Bayer’s current plant manager, Jim Covington, said that Bayer would “still have a presence” at Institute through the ongoing operation of its thiodicarb insecticide unit. “We expect some decline in Bayer employment at Institute over time,” Covington said. “However, retirements and voluntary separations should account for essentially all departures.”
Jamie Ellis, a media relations manager for Dow, said in a prepared statement that the deal with Bayer supports Dow’s “sustained focus on optimizing their resources and presence in West Virginia to create maximum value for the community, the companies, and their customers.” Dow currently employs 500 people across its operations in the Kanawha Valley, including at seven units it operates at the Institute plant, Ellis said.
Monday’s announcement came after a series of shakeups and downsizings at Bayer’s Institute facility that followed a major explosion and fire in August 2008 that killed two workers and prompted renewed attention on the company’s on-site huge stockpile of methyl isocyanate, or MIC, the chemical that killed thousands of people in a 1984 leak at a Carbide plant in Bhopal, India.
Plant workers Bill Oxley and Barry Withrow were killed in the Aug. 28, 2008, explosion in the Bayer plant’s Methomyl-Larvin unit.
The U.S. Chemical Safety Board blamed the explosion on “significant lapses” in plant safety practices and prompted warnings during a high-profile congressional hearing that the incident could easily have been “a catastrophe rivaling the Bhopal disaster.” After Bhopal, other chemical companies had stopped storing large quantities of MIC, switching to making the deadly chemical as it was needed.
Despite repeated pressure from local citizens, the Institute plant had never made such a change.
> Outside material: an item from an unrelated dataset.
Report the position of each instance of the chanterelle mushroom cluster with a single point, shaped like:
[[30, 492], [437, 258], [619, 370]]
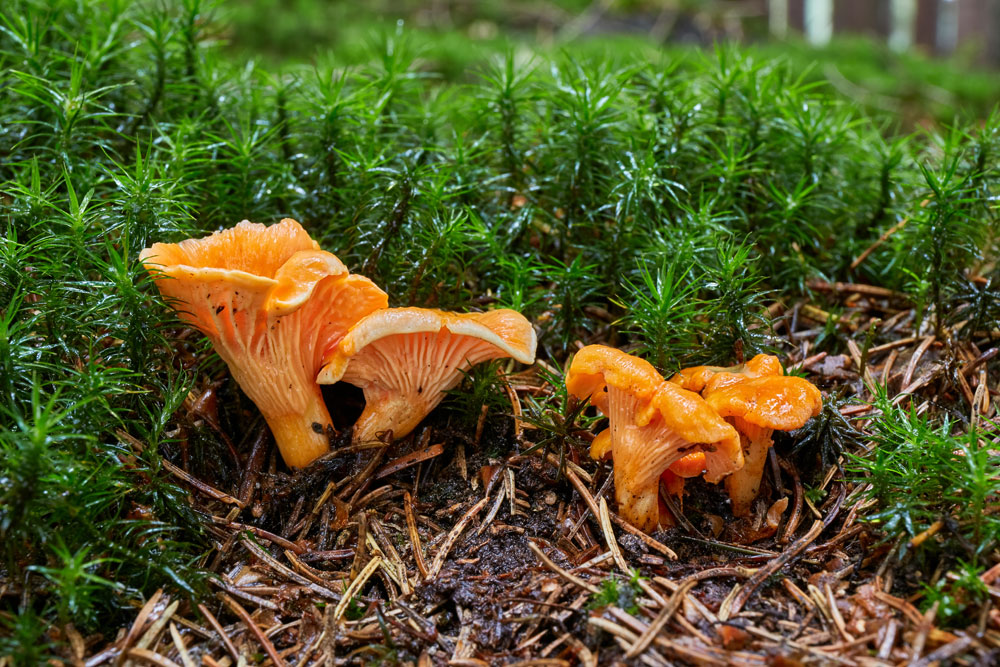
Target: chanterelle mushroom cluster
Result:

But a year after the 2008 explosion, Bayer announced a plan to curb its MIC stockpile by 80 percent, and then in February 2010 announced a plant management shakeup. Then, in January 2011, Bayer said that it was phasing out the production and use of MIC as part of a corporate restructuring that the company said at the time would cost the Kanawha Valley about 220 jobs over several years.
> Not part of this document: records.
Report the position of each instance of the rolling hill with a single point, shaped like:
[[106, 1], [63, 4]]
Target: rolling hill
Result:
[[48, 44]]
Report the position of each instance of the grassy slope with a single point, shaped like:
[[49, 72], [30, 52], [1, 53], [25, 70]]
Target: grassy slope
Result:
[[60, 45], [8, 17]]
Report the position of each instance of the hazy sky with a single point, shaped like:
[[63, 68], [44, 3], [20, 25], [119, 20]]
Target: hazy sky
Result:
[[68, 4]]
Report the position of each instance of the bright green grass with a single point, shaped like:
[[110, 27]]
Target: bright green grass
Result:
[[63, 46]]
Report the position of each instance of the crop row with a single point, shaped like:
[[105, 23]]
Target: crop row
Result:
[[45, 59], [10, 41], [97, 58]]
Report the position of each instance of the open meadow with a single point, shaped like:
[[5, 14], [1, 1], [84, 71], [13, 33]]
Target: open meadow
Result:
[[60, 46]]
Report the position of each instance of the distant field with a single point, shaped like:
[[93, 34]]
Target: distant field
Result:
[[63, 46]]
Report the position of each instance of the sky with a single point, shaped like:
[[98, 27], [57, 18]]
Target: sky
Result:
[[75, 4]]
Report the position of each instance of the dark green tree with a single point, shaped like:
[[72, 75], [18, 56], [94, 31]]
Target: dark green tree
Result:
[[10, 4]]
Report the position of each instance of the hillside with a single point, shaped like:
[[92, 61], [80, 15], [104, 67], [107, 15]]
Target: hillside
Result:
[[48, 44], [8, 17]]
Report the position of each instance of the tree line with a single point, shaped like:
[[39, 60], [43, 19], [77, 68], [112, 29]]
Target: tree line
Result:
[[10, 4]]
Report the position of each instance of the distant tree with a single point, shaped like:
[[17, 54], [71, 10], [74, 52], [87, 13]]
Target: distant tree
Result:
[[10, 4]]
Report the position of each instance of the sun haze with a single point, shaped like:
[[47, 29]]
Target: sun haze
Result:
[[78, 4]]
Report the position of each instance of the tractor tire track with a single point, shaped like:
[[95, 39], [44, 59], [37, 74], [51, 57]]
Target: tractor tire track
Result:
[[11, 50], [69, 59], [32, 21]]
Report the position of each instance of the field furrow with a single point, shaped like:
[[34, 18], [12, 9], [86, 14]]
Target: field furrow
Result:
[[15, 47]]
Bayer officials said that move was the result of the company’s agreement with the U.S. Environmental Protection Agency in August 2010 to phase out the pesticide aldicarb because of concerns it poses “unacceptable dietary risks,” especially to children. Company officials also cited a 1995 pledge by Bayer to move away from products that global public health officials believe are especially dangerous.
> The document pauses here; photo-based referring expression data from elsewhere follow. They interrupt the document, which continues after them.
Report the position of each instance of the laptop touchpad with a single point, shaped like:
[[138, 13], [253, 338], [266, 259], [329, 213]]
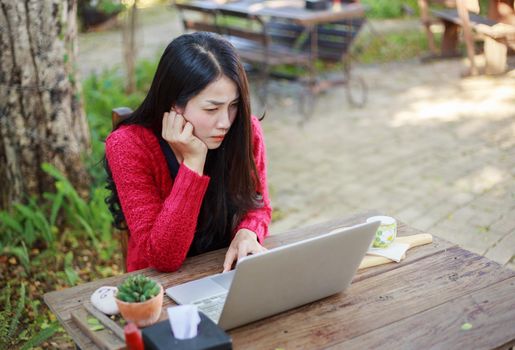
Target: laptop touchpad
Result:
[[190, 292], [224, 279]]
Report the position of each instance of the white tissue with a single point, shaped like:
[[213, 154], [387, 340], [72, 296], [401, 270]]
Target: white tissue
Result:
[[184, 320], [103, 300], [394, 252]]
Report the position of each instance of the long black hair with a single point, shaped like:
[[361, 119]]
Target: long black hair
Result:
[[188, 65]]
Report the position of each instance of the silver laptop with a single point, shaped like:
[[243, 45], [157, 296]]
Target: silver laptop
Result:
[[280, 279]]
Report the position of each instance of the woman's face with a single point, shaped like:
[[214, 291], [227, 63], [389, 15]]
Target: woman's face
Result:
[[213, 111]]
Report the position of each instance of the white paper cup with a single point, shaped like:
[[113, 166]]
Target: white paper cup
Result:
[[386, 232]]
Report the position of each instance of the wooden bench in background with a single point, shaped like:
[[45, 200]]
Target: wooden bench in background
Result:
[[265, 43], [498, 37]]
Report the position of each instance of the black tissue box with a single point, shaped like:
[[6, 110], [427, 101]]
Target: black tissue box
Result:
[[209, 336], [317, 4]]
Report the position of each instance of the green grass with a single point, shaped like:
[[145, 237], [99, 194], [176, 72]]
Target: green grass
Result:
[[391, 47], [388, 8]]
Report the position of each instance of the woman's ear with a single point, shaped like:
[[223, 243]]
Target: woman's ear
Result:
[[178, 110]]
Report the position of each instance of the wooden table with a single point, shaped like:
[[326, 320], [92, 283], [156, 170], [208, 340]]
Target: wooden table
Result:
[[421, 302]]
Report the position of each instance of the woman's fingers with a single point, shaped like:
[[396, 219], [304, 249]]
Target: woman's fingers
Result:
[[164, 125], [230, 256]]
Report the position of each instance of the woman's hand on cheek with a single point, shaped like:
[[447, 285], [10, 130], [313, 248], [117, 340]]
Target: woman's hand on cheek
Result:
[[244, 243], [188, 148]]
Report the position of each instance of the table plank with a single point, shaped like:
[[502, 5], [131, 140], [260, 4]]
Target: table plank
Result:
[[375, 302], [490, 311], [293, 10]]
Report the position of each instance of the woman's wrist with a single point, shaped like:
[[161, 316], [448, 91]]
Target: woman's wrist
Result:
[[195, 164], [246, 233]]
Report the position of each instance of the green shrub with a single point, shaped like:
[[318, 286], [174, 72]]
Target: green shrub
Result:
[[13, 331]]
The January 2011 announcement also included plans to cease production of carbaryl, the active ingredient in the company’s well-known Sevin brand pesticide. Aldicarb and carbaryl are both part of the carbamate family of pesticides, named so because they are made in part with carbamic acid, and use MIC as a key ingredient. Both products have “in recent years … been largely substituted by newer products,” Bayer has said. Since those announcements, Bayer had noted the “gradual closure of production facilities” at Institute as part of its annual report.
Bayer said Monday that its manufacturing presence at the site “has declined over the past several years” following that 2011 decision. “Without additional production capacity, Bayer CropScience does not have the critical mass needed to make continued ownership of the site economically viable,” Covington said.
The Institute site was originally built in 1943 as a government operation to produce synthetic rubber for the war effort. Carbide bought it in 1947, operating it until its sale in December 1986 to a French company, Rhone-Poulenc. The plant was later bought by Aventis CropScience, and then by Bayer. Carbide became a subsidiary of Dow in 2001.